Publié le 26 janvier 2021 Mis à jour le 26 janvier 2021

5 - Travelling Communities: Irreverence and Class Tension in the Late-Victorian Visitors’ Book

Alan McNEE

As access to leisure time and travel expanded in the late nineteenth century, a greater number of Victorians from a wider section of society were able to take holidays in their own country (and to a lesser extent on Continental Europe). The visitors’ books of hotels and inns where these visitors stayed provide a rich source of material about their travel experiences, the attitudes and values they brought with them and the inter-class antagonisms which often surfaced as a result of the enforced proximity of very different visitors in these establishments.
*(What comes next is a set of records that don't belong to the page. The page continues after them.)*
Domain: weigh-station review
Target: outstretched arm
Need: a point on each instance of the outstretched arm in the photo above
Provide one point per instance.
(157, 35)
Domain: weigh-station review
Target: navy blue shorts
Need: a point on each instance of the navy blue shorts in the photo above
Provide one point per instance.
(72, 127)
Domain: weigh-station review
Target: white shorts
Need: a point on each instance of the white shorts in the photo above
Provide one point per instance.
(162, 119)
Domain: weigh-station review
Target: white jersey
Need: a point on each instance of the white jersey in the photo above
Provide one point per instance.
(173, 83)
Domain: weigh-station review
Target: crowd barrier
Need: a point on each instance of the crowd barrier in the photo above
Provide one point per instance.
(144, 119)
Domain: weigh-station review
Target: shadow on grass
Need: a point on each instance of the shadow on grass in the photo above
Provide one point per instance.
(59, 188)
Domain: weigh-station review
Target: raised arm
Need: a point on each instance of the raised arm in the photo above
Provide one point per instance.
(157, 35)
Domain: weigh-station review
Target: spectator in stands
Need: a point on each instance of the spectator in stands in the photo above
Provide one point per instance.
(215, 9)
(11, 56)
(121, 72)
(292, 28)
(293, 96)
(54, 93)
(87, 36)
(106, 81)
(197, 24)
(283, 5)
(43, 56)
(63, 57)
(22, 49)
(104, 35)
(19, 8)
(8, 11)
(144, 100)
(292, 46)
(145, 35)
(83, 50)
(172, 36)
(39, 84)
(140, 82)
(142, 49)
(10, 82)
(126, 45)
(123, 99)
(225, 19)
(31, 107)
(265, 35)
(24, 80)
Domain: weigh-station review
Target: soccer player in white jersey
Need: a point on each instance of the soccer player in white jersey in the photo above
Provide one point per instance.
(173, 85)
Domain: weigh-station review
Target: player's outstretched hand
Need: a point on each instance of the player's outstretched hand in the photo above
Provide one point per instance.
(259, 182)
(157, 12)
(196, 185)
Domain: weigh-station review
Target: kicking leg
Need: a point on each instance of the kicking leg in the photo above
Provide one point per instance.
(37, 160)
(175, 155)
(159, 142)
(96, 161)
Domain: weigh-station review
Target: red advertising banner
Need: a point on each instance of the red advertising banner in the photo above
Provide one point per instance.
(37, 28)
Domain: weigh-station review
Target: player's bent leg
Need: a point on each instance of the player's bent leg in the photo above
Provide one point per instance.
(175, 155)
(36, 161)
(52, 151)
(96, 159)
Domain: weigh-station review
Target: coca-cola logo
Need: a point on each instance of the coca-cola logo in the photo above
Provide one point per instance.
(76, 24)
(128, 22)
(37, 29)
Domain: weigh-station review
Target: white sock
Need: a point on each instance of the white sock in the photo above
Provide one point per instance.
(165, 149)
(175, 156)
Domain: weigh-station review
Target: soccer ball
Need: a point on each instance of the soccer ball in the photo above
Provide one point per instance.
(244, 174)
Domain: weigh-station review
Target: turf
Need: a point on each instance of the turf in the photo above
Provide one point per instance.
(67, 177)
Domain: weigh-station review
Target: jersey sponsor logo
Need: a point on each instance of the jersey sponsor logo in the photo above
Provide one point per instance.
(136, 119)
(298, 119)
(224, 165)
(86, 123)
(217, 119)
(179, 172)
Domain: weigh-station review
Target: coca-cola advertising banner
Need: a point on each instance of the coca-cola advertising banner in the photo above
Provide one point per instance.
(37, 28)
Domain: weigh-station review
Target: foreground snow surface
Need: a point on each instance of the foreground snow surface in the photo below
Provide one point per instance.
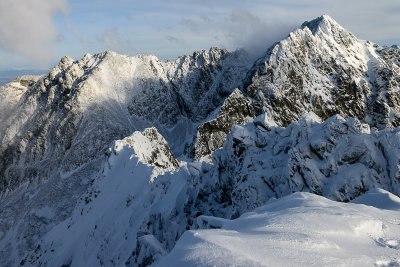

Visitors’ books provided a rare unedited and unmediated opportunity for people of all backgrounds to record their impressions, and sometimes to poke fun at their fellow travellers. For the historian, they provide evidence of a virtual community of travellers and tourists, sharing information and impressions and sometimes expressing discontent, irreverence, and impatience with each other and with the whole experience of travel.  This paper draws on extensive archival research in the visitors’ books of British inns and hotels that were popular with visitors in the late nineteenth century, demonstrating how common irreverence and debunking are in this neglected sub-genre of travel writing.

Keywords:  Travel, tourism, irreverence, leisure, mountaineering, visitors’ books.